使用一个case语句,是否有一种优雅的方式来执行类似下面的示例?
foobar match {
case Node(Leaf(key, value), parent, qux) => {
// Do something with parent & qux
}
case Node(parent, Leaf(key, value), qux) => {
// Do something with parent & qux (code is the same as in the previous case)
}
// other cases
}
为了理解这里发生了什么:foobar是二叉树的节点,当节点的一个祖先是Leaf节点时,我匹配这些情况。这些是使用的类:
abstract class Tree
case class Node(left: Tree, right: Tree, critBit: Int) extends Tree
case class Leaf(key: String, value:String) extends Tree
答案 0 :(得分:4)
您可以使用自定义提取器将匹配部分从逻辑部分抽象出来:
object Leafed {
def unapply(tree: Tree) = tree match {
case Node(Leaf(_, _), parent, qux) => Some((parent, qux))

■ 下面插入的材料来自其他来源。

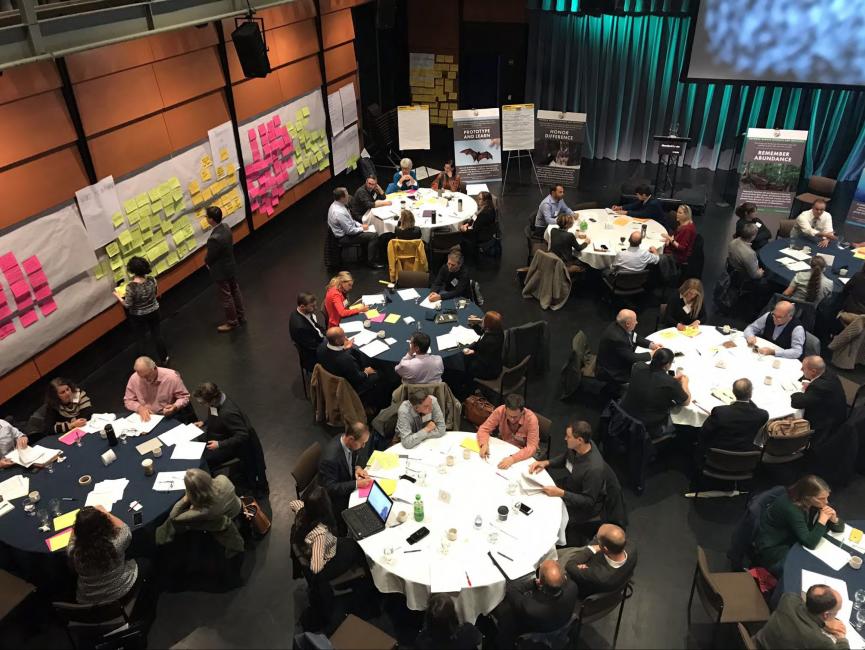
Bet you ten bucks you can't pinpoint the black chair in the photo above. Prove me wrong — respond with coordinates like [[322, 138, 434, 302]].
[[574, 580, 634, 650]]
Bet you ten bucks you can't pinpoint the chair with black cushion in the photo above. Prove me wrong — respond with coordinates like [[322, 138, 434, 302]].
[[574, 580, 634, 650], [694, 447, 761, 498], [475, 355, 532, 405], [688, 546, 769, 648]]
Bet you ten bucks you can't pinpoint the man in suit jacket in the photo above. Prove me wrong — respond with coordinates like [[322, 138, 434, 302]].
[[597, 309, 661, 385], [318, 422, 372, 521], [288, 292, 324, 372], [700, 378, 769, 455], [204, 205, 246, 332], [790, 355, 847, 445], [559, 524, 637, 599]]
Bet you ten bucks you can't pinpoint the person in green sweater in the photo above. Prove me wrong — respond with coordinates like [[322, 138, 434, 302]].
[[754, 474, 844, 576]]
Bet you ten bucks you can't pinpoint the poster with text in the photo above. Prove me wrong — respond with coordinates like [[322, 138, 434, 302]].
[[453, 108, 502, 183], [736, 129, 808, 214], [533, 111, 586, 187]]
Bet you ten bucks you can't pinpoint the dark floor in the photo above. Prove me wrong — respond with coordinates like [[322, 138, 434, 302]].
[[3, 161, 865, 648]]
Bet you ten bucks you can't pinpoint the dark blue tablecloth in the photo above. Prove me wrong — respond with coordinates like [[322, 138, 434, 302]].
[[343, 289, 484, 363], [759, 238, 862, 291], [0, 418, 204, 553]]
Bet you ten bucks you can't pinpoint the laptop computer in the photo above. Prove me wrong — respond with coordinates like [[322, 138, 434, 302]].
[[342, 481, 393, 539]]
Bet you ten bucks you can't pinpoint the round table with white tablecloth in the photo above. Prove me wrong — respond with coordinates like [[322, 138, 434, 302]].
[[350, 431, 567, 622], [544, 209, 667, 270], [363, 188, 478, 242], [647, 325, 802, 427]]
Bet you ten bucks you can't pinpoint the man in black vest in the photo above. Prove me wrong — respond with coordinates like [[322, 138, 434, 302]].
[[745, 300, 805, 359]]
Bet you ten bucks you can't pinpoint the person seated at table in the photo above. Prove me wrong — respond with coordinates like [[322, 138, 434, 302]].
[[611, 230, 660, 273], [662, 203, 697, 264], [288, 291, 324, 372], [622, 348, 691, 438], [318, 422, 372, 512], [754, 474, 844, 576], [459, 192, 498, 255], [699, 377, 769, 454], [754, 585, 850, 650], [660, 278, 706, 330], [348, 174, 391, 223], [529, 420, 607, 523], [156, 467, 244, 557], [427, 246, 469, 302], [414, 594, 483, 650], [324, 271, 369, 327], [0, 420, 29, 468], [784, 256, 835, 305], [431, 160, 463, 192], [790, 199, 838, 248], [327, 187, 382, 269], [123, 357, 189, 422], [534, 183, 574, 237], [387, 158, 418, 194], [559, 524, 637, 600], [478, 393, 540, 469], [597, 309, 661, 385], [735, 201, 772, 251], [45, 377, 93, 436], [394, 332, 444, 384], [613, 185, 676, 232], [316, 327, 390, 409], [790, 355, 847, 444], [396, 388, 445, 449], [745, 300, 805, 359]]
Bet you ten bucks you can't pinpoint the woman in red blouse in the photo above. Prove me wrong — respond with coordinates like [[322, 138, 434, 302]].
[[324, 271, 369, 328], [663, 203, 697, 264]]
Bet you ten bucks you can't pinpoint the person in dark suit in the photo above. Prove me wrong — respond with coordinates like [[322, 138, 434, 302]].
[[288, 291, 324, 372], [597, 309, 661, 385], [699, 378, 769, 458], [204, 205, 246, 332], [318, 422, 372, 517], [559, 524, 637, 600], [790, 355, 847, 445]]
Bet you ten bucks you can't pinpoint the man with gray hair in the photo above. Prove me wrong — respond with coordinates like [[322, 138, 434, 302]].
[[396, 388, 445, 449], [327, 187, 382, 269]]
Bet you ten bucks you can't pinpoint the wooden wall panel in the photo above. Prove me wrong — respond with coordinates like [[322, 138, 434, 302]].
[[153, 47, 225, 107], [324, 42, 357, 81], [0, 147, 89, 229], [88, 115, 171, 180], [0, 61, 61, 104], [74, 65, 162, 135], [0, 90, 76, 167]]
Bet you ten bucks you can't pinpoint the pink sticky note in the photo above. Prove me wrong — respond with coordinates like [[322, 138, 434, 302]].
[[39, 298, 57, 316], [18, 307, 39, 327]]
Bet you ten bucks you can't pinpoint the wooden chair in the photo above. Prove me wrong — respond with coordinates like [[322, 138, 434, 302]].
[[688, 546, 769, 648]]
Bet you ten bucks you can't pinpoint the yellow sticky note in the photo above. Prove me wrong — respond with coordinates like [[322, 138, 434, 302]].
[[54, 508, 80, 532]]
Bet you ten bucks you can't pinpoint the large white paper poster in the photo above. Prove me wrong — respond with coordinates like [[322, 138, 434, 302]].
[[396, 106, 429, 150], [502, 104, 535, 151]]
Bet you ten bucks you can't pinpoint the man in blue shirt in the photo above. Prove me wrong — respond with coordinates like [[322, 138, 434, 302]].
[[535, 184, 574, 237], [327, 187, 383, 269]]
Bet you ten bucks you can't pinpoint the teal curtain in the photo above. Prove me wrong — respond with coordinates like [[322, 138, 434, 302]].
[[526, 10, 865, 180]]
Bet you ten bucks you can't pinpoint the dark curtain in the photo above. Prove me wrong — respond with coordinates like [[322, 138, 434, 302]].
[[526, 8, 865, 180]]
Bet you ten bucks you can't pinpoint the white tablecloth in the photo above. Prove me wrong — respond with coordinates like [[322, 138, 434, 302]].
[[647, 325, 802, 427], [544, 209, 667, 269], [350, 431, 567, 622], [363, 187, 478, 242]]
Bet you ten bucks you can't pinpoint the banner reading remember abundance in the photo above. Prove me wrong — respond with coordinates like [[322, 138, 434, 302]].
[[454, 108, 502, 183], [736, 129, 808, 214]]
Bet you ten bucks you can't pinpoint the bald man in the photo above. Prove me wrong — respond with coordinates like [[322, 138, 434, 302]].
[[598, 309, 661, 386], [559, 524, 637, 599], [745, 300, 805, 359]]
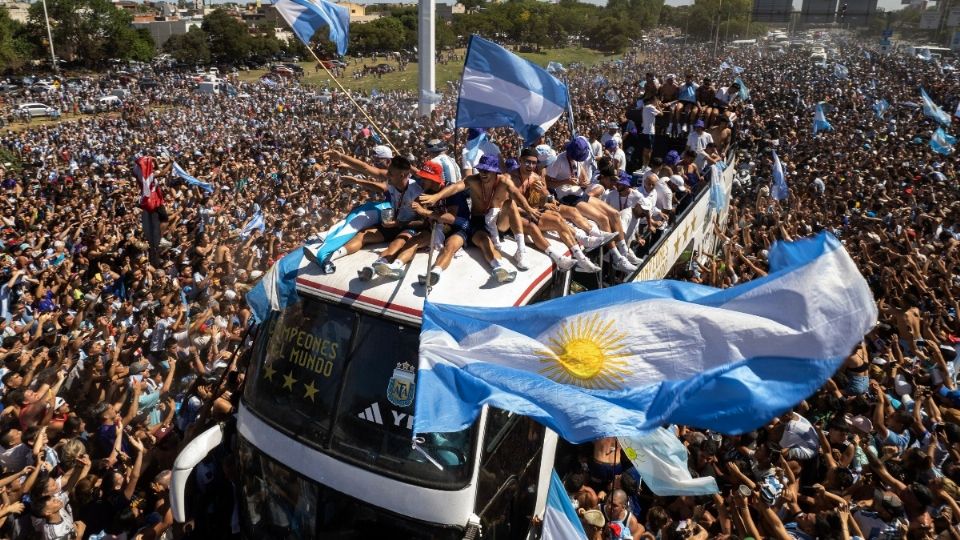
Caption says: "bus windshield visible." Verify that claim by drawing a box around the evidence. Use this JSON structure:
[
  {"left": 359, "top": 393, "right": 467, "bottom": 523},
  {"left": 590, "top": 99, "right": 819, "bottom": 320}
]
[{"left": 244, "top": 298, "right": 476, "bottom": 489}]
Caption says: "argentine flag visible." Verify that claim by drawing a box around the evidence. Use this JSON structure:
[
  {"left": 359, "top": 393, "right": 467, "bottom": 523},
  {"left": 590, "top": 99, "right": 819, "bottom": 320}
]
[
  {"left": 770, "top": 150, "right": 790, "bottom": 201},
  {"left": 540, "top": 471, "right": 587, "bottom": 540},
  {"left": 813, "top": 101, "right": 833, "bottom": 135},
  {"left": 457, "top": 35, "right": 569, "bottom": 145},
  {"left": 273, "top": 0, "right": 350, "bottom": 56},
  {"left": 920, "top": 88, "right": 950, "bottom": 126},
  {"left": 413, "top": 233, "right": 877, "bottom": 443},
  {"left": 930, "top": 127, "right": 957, "bottom": 156},
  {"left": 173, "top": 161, "right": 213, "bottom": 193},
  {"left": 246, "top": 248, "right": 303, "bottom": 324}
]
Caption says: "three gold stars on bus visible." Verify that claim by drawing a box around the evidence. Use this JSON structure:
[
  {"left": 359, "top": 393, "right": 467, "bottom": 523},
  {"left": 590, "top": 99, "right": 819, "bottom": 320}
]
[{"left": 263, "top": 364, "right": 320, "bottom": 401}]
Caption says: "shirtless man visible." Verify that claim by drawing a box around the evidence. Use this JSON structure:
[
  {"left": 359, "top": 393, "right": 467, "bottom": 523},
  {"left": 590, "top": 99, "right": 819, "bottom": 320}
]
[
  {"left": 417, "top": 155, "right": 523, "bottom": 283},
  {"left": 519, "top": 148, "right": 600, "bottom": 272}
]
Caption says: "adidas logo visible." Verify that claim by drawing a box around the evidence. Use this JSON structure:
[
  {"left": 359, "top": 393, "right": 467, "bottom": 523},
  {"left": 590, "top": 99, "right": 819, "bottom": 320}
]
[{"left": 357, "top": 403, "right": 383, "bottom": 426}]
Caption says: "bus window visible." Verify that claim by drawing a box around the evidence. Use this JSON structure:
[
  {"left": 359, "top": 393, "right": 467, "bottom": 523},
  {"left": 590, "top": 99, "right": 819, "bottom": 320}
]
[
  {"left": 476, "top": 407, "right": 544, "bottom": 539},
  {"left": 245, "top": 299, "right": 357, "bottom": 443},
  {"left": 330, "top": 316, "right": 475, "bottom": 489}
]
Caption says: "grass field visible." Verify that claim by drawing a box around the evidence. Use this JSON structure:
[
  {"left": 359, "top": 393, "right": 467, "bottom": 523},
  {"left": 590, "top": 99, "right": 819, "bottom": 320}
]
[{"left": 240, "top": 48, "right": 618, "bottom": 93}]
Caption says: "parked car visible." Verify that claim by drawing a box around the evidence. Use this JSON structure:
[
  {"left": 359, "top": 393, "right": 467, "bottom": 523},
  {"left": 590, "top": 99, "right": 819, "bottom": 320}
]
[{"left": 14, "top": 103, "right": 60, "bottom": 118}]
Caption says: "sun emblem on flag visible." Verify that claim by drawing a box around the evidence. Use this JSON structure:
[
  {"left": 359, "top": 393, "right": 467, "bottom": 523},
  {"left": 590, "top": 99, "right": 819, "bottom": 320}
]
[{"left": 536, "top": 313, "right": 630, "bottom": 390}]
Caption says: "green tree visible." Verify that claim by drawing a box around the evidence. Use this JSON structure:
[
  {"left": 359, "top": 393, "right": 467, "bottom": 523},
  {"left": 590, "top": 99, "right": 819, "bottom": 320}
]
[
  {"left": 201, "top": 8, "right": 253, "bottom": 62},
  {"left": 163, "top": 27, "right": 211, "bottom": 65},
  {"left": 29, "top": 0, "right": 153, "bottom": 67},
  {"left": 0, "top": 7, "right": 33, "bottom": 71}
]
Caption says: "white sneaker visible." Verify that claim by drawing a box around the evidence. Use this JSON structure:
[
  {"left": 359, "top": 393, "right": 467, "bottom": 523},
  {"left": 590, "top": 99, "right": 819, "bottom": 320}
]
[
  {"left": 553, "top": 255, "right": 577, "bottom": 272},
  {"left": 613, "top": 257, "right": 637, "bottom": 274},
  {"left": 577, "top": 259, "right": 600, "bottom": 274},
  {"left": 373, "top": 261, "right": 403, "bottom": 279},
  {"left": 493, "top": 266, "right": 517, "bottom": 283},
  {"left": 513, "top": 250, "right": 530, "bottom": 271}
]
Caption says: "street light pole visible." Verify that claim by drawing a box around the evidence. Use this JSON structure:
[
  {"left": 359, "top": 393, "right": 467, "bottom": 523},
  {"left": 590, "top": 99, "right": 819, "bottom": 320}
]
[{"left": 43, "top": 0, "right": 60, "bottom": 73}]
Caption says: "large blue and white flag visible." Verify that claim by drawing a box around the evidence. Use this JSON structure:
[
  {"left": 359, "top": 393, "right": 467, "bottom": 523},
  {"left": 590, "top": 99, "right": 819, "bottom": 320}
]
[
  {"left": 541, "top": 471, "right": 587, "bottom": 540},
  {"left": 770, "top": 150, "right": 790, "bottom": 201},
  {"left": 930, "top": 127, "right": 957, "bottom": 156},
  {"left": 413, "top": 233, "right": 877, "bottom": 443},
  {"left": 304, "top": 201, "right": 390, "bottom": 261},
  {"left": 273, "top": 0, "right": 350, "bottom": 56},
  {"left": 813, "top": 101, "right": 833, "bottom": 135},
  {"left": 247, "top": 248, "right": 303, "bottom": 324},
  {"left": 173, "top": 161, "right": 213, "bottom": 193},
  {"left": 618, "top": 427, "right": 720, "bottom": 497},
  {"left": 920, "top": 88, "right": 950, "bottom": 126},
  {"left": 457, "top": 35, "right": 569, "bottom": 144}
]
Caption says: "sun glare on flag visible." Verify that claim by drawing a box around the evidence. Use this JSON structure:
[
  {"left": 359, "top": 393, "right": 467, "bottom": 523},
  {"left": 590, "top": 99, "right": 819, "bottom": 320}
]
[{"left": 536, "top": 314, "right": 629, "bottom": 390}]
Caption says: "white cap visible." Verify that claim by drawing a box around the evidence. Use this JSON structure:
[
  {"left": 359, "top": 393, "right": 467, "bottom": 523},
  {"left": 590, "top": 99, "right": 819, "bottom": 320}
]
[
  {"left": 670, "top": 174, "right": 687, "bottom": 191},
  {"left": 373, "top": 144, "right": 393, "bottom": 159}
]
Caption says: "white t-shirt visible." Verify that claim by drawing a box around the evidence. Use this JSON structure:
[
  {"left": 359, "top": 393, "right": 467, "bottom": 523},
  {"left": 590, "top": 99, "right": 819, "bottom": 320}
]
[
  {"left": 643, "top": 105, "right": 660, "bottom": 135},
  {"left": 547, "top": 151, "right": 583, "bottom": 198},
  {"left": 387, "top": 178, "right": 423, "bottom": 222}
]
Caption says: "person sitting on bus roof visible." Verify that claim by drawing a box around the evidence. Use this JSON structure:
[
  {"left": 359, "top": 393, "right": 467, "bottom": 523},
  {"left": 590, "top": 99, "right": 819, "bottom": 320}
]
[
  {"left": 516, "top": 148, "right": 600, "bottom": 272},
  {"left": 418, "top": 155, "right": 523, "bottom": 283},
  {"left": 546, "top": 137, "right": 640, "bottom": 272},
  {"left": 357, "top": 161, "right": 452, "bottom": 281},
  {"left": 323, "top": 144, "right": 393, "bottom": 178},
  {"left": 314, "top": 156, "right": 423, "bottom": 271}
]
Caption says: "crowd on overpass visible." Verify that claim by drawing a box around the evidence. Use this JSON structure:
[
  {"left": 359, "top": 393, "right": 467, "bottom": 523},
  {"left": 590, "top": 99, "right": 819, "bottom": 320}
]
[{"left": 0, "top": 32, "right": 960, "bottom": 540}]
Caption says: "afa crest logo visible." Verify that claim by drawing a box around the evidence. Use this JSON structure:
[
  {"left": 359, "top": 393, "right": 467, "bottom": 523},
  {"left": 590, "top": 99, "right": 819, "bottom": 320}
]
[{"left": 387, "top": 362, "right": 417, "bottom": 407}]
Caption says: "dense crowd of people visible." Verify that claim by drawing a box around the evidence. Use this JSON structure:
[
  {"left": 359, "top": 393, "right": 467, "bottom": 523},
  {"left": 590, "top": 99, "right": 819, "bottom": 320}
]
[{"left": 0, "top": 29, "right": 960, "bottom": 540}]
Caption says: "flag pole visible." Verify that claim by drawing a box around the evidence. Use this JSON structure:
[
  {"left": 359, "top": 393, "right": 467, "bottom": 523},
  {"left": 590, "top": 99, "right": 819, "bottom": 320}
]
[{"left": 307, "top": 45, "right": 400, "bottom": 155}]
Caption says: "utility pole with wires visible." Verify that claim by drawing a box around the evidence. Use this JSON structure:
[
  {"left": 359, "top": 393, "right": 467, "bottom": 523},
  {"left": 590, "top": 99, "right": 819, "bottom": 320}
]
[{"left": 43, "top": 0, "right": 60, "bottom": 74}]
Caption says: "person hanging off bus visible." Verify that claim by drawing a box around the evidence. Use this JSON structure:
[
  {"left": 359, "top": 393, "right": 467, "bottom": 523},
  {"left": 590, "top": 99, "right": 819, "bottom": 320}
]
[
  {"left": 418, "top": 155, "right": 539, "bottom": 283},
  {"left": 304, "top": 156, "right": 423, "bottom": 272}
]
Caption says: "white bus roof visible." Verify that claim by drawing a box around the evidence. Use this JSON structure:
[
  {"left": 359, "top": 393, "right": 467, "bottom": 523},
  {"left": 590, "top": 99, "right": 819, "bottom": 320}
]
[{"left": 297, "top": 239, "right": 565, "bottom": 324}]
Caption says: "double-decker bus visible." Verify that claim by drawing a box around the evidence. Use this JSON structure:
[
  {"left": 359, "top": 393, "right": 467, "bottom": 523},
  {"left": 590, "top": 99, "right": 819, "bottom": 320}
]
[{"left": 171, "top": 167, "right": 733, "bottom": 540}]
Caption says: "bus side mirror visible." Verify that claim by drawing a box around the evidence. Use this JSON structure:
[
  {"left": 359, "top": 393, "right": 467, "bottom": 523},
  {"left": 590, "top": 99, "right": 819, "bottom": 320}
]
[{"left": 170, "top": 424, "right": 224, "bottom": 523}]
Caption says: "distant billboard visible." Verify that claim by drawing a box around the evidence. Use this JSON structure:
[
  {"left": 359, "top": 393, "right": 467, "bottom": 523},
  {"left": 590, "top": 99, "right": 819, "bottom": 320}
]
[
  {"left": 800, "top": 0, "right": 837, "bottom": 23},
  {"left": 753, "top": 0, "right": 793, "bottom": 23},
  {"left": 947, "top": 8, "right": 960, "bottom": 28},
  {"left": 837, "top": 0, "right": 877, "bottom": 26},
  {"left": 920, "top": 9, "right": 940, "bottom": 30}
]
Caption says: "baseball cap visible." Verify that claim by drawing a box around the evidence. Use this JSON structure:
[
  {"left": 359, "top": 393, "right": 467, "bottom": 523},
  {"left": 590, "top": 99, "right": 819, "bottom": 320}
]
[
  {"left": 427, "top": 139, "right": 447, "bottom": 153},
  {"left": 373, "top": 144, "right": 393, "bottom": 159},
  {"left": 477, "top": 155, "right": 500, "bottom": 173},
  {"left": 417, "top": 156, "right": 446, "bottom": 187},
  {"left": 566, "top": 136, "right": 590, "bottom": 161},
  {"left": 670, "top": 174, "right": 687, "bottom": 192}
]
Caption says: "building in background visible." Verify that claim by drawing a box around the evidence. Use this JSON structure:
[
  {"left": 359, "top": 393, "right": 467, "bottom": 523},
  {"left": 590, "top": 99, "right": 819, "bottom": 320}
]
[
  {"left": 752, "top": 0, "right": 793, "bottom": 23},
  {"left": 800, "top": 0, "right": 836, "bottom": 24}
]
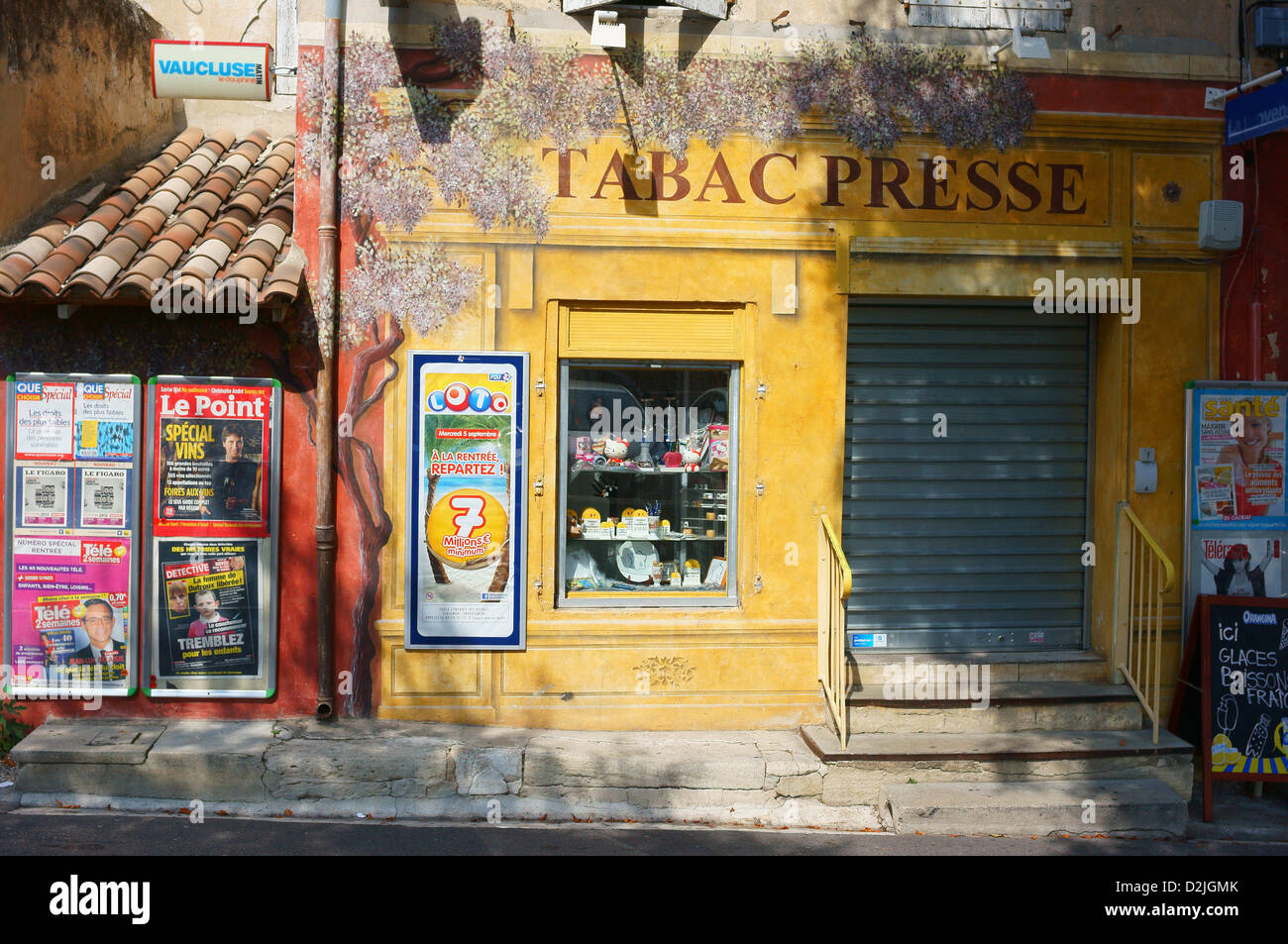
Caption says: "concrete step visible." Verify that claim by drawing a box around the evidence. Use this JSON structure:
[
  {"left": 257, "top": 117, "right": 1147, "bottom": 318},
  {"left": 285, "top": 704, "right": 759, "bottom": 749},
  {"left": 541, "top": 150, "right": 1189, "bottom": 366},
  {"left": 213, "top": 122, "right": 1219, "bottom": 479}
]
[
  {"left": 877, "top": 780, "right": 1188, "bottom": 837},
  {"left": 846, "top": 682, "right": 1143, "bottom": 734},
  {"left": 802, "top": 725, "right": 1194, "bottom": 806},
  {"left": 849, "top": 649, "right": 1111, "bottom": 690}
]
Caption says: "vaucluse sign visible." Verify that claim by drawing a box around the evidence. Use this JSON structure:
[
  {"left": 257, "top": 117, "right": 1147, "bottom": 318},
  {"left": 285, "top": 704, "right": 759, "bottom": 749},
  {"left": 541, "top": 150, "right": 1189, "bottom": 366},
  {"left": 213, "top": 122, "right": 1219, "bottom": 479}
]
[{"left": 152, "top": 40, "right": 273, "bottom": 102}]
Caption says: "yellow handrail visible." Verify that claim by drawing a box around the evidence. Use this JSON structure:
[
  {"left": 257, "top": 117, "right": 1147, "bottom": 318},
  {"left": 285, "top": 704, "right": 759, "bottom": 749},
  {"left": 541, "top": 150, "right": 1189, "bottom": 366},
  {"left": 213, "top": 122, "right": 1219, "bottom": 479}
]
[
  {"left": 819, "top": 515, "right": 854, "bottom": 600},
  {"left": 1109, "top": 501, "right": 1176, "bottom": 744},
  {"left": 818, "top": 514, "right": 854, "bottom": 751},
  {"left": 1118, "top": 501, "right": 1176, "bottom": 593}
]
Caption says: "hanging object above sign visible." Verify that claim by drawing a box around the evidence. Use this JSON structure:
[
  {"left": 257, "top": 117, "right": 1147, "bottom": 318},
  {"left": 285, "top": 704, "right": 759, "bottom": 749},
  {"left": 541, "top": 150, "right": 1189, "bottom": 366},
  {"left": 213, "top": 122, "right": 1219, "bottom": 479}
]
[{"left": 152, "top": 40, "right": 273, "bottom": 102}]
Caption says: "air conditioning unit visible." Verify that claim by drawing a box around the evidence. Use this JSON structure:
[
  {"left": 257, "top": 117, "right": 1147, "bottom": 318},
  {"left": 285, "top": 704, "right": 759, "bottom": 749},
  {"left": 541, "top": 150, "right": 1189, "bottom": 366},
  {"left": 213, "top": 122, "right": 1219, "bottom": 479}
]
[{"left": 1199, "top": 200, "right": 1243, "bottom": 250}]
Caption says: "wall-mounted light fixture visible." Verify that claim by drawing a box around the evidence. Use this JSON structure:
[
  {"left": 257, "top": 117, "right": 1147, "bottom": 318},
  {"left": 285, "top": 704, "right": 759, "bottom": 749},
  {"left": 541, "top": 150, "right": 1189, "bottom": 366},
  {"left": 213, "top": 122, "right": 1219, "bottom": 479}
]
[{"left": 988, "top": 26, "right": 1051, "bottom": 65}]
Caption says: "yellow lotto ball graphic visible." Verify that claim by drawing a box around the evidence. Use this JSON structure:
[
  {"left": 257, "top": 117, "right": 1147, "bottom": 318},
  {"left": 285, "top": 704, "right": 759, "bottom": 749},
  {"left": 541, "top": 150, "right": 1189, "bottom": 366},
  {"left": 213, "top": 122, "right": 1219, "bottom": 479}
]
[{"left": 425, "top": 488, "right": 509, "bottom": 571}]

case Node(parent, Leaf(_, _), qux) => Some((parent, qux))
case _ => None
}
}
然后你可以定义这样的方法:
def doSomething(tree: Tree): Int = tree match {
case Leafed(parent, qux) => qux
case _ => -100
}
您可以这样使用:
scala> val leaf = Leaf("foo", "bar")
leaf: Leaf = Leaf(foo,bar)
scala> doSomething(leaf)
res7: Int = -100
scala> doSomething(Node(leaf, Node(leaf, leaf, 5), 10))
res8: Int = 10
scala> doSomething(Node(Node(leaf, leaf, 5), leaf, 10))
res9: Int = 10
否则你运气不好 - 正如Marth在上面指出的那样,模式替代方案对你没有帮助。